CodePudding user response:
It's not difficult to program a substitution cypher in R. Shuffle the alphabet, in the example below the printable ASCII characters, and keep this as the key. Don't forget to not shuffle the space character, ASCII character nr 32.

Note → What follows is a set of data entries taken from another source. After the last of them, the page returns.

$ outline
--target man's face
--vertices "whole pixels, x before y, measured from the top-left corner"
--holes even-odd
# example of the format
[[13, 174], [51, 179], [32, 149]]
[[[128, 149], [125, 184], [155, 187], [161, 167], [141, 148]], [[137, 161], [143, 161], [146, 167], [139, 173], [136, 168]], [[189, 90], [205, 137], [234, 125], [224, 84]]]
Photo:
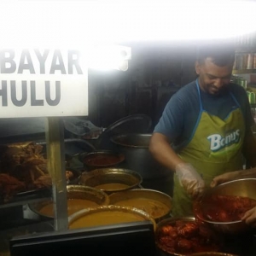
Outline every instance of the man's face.
[[218, 67], [212, 62], [212, 58], [207, 58], [204, 63], [195, 64], [195, 71], [199, 75], [199, 85], [202, 90], [211, 95], [219, 93], [230, 82], [233, 63]]

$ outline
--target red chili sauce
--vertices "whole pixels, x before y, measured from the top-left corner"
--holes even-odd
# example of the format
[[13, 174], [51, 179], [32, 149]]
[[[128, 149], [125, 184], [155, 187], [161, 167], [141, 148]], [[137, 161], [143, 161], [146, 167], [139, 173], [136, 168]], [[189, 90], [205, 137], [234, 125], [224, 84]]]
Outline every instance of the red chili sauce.
[[162, 226], [158, 230], [157, 241], [169, 253], [216, 252], [220, 247], [212, 230], [194, 221], [177, 220]]
[[216, 222], [240, 220], [244, 213], [256, 206], [256, 201], [236, 195], [212, 195], [201, 206], [205, 218]]

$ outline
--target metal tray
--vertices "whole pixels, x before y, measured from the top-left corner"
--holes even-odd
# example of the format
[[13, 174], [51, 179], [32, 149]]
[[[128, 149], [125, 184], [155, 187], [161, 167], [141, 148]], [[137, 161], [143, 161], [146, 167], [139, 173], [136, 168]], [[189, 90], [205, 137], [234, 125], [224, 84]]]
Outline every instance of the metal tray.
[[[43, 152], [46, 152], [46, 142], [36, 142], [38, 144], [43, 145]], [[90, 143], [83, 139], [65, 139], [65, 154], [75, 156], [82, 152], [91, 152], [95, 149], [95, 147]], [[80, 170], [83, 169], [83, 164], [73, 157], [73, 166], [67, 167], [67, 170], [72, 171], [74, 173], [74, 178], [70, 180], [68, 184], [75, 184], [78, 183], [78, 179], [80, 176]], [[52, 189], [43, 188], [38, 189], [32, 189], [27, 191], [22, 191], [16, 194], [9, 201], [5, 203], [0, 202], [0, 209], [6, 208], [14, 206], [25, 205], [29, 202], [35, 202], [41, 201], [42, 199], [49, 198], [52, 195]]]
[[115, 149], [110, 141], [111, 137], [123, 133], [146, 133], [152, 125], [149, 116], [138, 113], [122, 118], [107, 127], [96, 140], [96, 148], [99, 149]]

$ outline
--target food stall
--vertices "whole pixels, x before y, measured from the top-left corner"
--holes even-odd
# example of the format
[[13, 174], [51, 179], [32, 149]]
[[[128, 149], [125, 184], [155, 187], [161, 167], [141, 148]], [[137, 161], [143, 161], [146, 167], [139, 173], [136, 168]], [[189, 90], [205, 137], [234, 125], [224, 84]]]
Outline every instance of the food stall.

Then the same function can encrypt and decrypt by matching the characters in the message with the alphabet and use this match to index the cypher key. Decryption just swaps key
and alphabet
.
The code below uses two functions posted to R-bloggers to get the ASCII characters.
1. The alphabet
asc <- function(x) { strtoi(charToRaw(x), 16L) }
chr <- function(n) { rawToChar(as.raw(n)) }
ascii_printable <- 32:126
ascii_chars <- sapply(ascii_printable, chr)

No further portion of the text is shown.